Why it matters: Gives you access to writing DAX queries inside of PowerBI without any external tools.
Microsoft Fabric
Announced in May 2023, Microsoft Fabic is the new branding for all data-related tools in the Microsoft ecosystem (e.g. Data Factory, PowerBI, Synapse, etc.).
Why it matters: Currently, Snowflake and Databricks are considered to be the industry leading data cloud platforms, and Fabric is Microsoft’s response to those tools.
Data Trends and Predictions for 2024
In the ever-evolving landscape of business intelligence, several key trends are reshaping how organizations perceive, manage, and leverage their data assets. From the imperative of AI-ready data to the paradigm shift of treating data as a product, these trends encapsulate transformative approaches driving the future of business analytics. As businesses head into 2024, understanding and adapting to these trends is paramount for sustained growth and innovation. Let’s delve into each trend, uncovering their significance and impact for modern data organizations.
Trend 1: AI-ready data
If your data isn’t ready for AI, then your organization isn’t ready for AI. Before jumping on the AI bandwagon, companies need to take a step back and assess their data landscape. An AI algorithm’s effectiveness is tied to the quality of data it processes.
To help your organization navigate the complexities of preparing your data for AI, OneSix has built some free tools and resources:
Check out our comprehensive Roadmap to AI-ready Data to get familiar with the core steps
Take our 5-minute AI Readiness Assessment to evaluate your organization’s data maturity; this will be the basis for determining how to accelerate your journey to AI readiness
Trend 2: Unified business visibility
Trend 3: Data as a product
The evolving market trend emphasizes a transformative shift in how data is perceived— treating data as a product. This involves ensuring datasets are discoverable, addressable, self-describing, interoperable, trustworthy, and secure. The consumers of these datasets can then be other departments and organizations through data sharing technologies. This shift presents an opportunity for organizations to enrich their internal repositories by augmenting them with externally published datasets.

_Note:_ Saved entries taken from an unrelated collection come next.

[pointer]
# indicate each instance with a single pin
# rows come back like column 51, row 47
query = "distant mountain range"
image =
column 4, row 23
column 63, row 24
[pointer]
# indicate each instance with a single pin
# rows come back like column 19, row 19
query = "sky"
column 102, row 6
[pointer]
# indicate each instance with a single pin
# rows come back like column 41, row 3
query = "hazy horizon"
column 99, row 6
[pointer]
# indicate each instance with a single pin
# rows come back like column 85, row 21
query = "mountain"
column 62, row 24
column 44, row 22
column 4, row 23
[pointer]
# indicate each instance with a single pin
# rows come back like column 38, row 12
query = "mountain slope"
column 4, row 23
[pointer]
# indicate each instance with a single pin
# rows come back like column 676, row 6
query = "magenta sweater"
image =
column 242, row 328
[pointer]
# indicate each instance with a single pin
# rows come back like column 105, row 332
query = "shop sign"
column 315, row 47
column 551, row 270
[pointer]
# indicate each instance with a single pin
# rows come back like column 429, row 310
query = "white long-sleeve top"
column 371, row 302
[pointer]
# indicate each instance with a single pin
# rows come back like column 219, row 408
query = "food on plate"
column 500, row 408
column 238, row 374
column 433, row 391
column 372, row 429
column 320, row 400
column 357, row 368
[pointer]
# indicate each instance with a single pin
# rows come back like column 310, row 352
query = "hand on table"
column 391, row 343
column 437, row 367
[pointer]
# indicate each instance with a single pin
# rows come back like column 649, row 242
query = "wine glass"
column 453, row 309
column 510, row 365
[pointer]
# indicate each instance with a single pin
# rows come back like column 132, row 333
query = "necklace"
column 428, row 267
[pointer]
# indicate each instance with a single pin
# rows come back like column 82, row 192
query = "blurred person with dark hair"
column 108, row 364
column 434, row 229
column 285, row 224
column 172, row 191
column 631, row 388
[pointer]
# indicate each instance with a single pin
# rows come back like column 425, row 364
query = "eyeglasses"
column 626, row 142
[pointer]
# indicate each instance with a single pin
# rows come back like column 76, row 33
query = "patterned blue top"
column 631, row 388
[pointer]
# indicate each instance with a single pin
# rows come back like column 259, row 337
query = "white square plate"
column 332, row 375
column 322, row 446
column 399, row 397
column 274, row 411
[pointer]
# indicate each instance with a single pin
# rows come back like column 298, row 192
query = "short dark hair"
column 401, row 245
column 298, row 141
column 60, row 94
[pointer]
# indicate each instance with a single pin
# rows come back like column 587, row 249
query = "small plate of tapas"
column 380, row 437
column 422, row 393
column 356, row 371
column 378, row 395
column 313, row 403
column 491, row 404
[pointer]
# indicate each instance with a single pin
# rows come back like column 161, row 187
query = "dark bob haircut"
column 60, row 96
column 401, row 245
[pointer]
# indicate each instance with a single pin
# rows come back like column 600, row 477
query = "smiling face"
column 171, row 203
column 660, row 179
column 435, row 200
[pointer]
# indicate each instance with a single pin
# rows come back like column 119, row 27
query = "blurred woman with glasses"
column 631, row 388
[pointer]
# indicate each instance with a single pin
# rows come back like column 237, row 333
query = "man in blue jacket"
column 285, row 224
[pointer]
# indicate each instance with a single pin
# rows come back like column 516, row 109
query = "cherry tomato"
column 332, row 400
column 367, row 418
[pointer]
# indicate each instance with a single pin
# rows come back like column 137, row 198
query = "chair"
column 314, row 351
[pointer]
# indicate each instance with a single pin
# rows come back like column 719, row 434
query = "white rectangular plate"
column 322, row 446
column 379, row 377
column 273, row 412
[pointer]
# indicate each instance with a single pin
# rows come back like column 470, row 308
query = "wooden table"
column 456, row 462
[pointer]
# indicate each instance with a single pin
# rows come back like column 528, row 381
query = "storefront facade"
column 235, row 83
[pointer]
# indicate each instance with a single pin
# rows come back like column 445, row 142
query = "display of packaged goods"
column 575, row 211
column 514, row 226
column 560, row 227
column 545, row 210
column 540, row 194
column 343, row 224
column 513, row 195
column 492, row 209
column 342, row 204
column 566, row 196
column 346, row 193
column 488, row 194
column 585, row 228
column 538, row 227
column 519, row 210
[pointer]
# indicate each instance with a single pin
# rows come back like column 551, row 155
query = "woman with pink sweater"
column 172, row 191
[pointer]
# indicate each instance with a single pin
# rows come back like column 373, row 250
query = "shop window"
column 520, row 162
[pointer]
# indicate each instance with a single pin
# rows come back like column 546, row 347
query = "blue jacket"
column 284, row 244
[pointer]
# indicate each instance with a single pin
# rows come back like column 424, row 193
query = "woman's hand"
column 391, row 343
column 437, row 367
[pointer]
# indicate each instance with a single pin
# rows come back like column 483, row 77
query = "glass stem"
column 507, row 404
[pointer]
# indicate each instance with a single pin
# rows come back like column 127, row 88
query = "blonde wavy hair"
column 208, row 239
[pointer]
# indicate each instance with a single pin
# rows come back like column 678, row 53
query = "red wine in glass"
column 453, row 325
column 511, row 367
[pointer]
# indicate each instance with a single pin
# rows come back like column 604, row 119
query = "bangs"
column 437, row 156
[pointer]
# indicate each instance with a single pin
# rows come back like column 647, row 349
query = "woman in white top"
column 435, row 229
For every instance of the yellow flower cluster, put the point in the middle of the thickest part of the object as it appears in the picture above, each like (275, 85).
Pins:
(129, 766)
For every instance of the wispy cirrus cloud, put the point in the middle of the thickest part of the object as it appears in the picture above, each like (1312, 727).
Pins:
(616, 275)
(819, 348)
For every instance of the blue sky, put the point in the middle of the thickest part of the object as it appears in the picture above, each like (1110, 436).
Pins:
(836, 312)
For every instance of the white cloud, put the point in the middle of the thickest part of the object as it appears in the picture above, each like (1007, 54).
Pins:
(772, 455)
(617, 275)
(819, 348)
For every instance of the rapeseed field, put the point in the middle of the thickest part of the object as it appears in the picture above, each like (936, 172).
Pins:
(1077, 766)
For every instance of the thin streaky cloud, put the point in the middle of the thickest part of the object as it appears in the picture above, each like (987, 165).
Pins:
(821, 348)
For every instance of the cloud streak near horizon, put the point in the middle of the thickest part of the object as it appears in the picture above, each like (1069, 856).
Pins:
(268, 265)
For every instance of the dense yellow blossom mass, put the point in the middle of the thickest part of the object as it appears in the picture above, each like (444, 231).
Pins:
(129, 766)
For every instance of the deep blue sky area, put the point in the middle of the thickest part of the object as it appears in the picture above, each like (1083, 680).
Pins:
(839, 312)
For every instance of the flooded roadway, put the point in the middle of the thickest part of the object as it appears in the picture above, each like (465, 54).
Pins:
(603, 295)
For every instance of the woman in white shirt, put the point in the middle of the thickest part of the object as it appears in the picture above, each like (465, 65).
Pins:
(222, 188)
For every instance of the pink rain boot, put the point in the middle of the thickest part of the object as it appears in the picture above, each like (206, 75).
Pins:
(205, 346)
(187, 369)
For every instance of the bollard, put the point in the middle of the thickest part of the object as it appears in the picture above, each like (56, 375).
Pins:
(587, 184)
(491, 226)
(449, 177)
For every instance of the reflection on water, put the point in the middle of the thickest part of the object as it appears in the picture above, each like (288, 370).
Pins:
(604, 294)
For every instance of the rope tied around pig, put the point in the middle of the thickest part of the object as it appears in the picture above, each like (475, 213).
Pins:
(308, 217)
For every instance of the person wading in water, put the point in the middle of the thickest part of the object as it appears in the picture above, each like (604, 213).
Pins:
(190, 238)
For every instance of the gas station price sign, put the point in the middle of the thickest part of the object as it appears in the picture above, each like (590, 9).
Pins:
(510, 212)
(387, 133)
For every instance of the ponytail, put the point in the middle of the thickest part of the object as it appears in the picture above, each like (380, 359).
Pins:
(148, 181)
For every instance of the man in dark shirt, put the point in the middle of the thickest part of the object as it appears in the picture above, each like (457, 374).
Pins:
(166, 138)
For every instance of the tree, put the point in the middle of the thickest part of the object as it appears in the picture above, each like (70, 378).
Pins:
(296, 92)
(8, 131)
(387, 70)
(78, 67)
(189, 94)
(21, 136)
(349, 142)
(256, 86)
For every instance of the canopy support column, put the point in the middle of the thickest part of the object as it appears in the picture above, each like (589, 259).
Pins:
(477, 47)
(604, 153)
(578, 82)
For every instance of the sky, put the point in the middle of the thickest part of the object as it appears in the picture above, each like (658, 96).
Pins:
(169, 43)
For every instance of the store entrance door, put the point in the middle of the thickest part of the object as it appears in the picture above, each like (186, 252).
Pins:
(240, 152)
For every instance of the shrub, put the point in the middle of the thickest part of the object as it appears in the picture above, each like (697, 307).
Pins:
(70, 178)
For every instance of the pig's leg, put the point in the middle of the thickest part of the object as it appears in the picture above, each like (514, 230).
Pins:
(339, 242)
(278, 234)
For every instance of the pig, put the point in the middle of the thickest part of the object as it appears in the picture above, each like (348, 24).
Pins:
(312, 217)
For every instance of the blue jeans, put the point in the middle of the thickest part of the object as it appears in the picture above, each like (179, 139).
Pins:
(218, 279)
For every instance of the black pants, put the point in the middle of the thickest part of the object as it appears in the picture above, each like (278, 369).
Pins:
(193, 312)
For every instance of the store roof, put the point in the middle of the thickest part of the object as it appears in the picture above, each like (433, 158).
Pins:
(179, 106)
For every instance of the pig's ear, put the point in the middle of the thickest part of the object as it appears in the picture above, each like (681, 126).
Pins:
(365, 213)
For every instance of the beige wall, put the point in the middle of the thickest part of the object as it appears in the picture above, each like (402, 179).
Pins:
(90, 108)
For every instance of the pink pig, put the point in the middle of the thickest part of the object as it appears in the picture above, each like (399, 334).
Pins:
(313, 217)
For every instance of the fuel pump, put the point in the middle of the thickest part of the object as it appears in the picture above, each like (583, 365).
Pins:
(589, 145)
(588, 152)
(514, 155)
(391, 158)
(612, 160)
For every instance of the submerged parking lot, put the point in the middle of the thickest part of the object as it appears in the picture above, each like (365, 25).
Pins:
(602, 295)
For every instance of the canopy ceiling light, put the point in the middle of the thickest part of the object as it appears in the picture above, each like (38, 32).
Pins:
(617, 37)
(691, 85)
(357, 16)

These external sources, such as economic indicators, population statistics, or weather data, offer a chance to enhance the depth and breadth of insights, empowering businesses with a more comprehensive and diverse informational landscape to drive informed decision-making and innovation.
Trend 4: Vector databases
Vector databases are rapidly emerging as a highly efficient storage solution tailored for the demands of AI, big data applications, and the long-term memory requirements of Large Language Model use cases. They excel at similarity-based searches, proving invaluable for critical functions like image recognition, recommendation systems, and intricate data comparisons.
What sets vector databases apart is their remarkable scalability and rapid data processing capabilities, making them ideal for real-time operations and large-scale applications. Their adaptability and speed render them not just as a viable option but as a crucial asset in the evolving landscape of data storage and utilization.
Gear up for a transformative year ahead
As we head into 2024, the world of data and AI technology is poised for significant transformation. The trends witnessed in 2023—AI-ready data, unified business visibility, cloud-first approaches, data-as-a-product paradigm, and real-time analytics—carry profound implications for businesses across all industries. Understanding and jumping into these trends is a must for any business aiming to stay ahead in this fast-moving world of data and AI.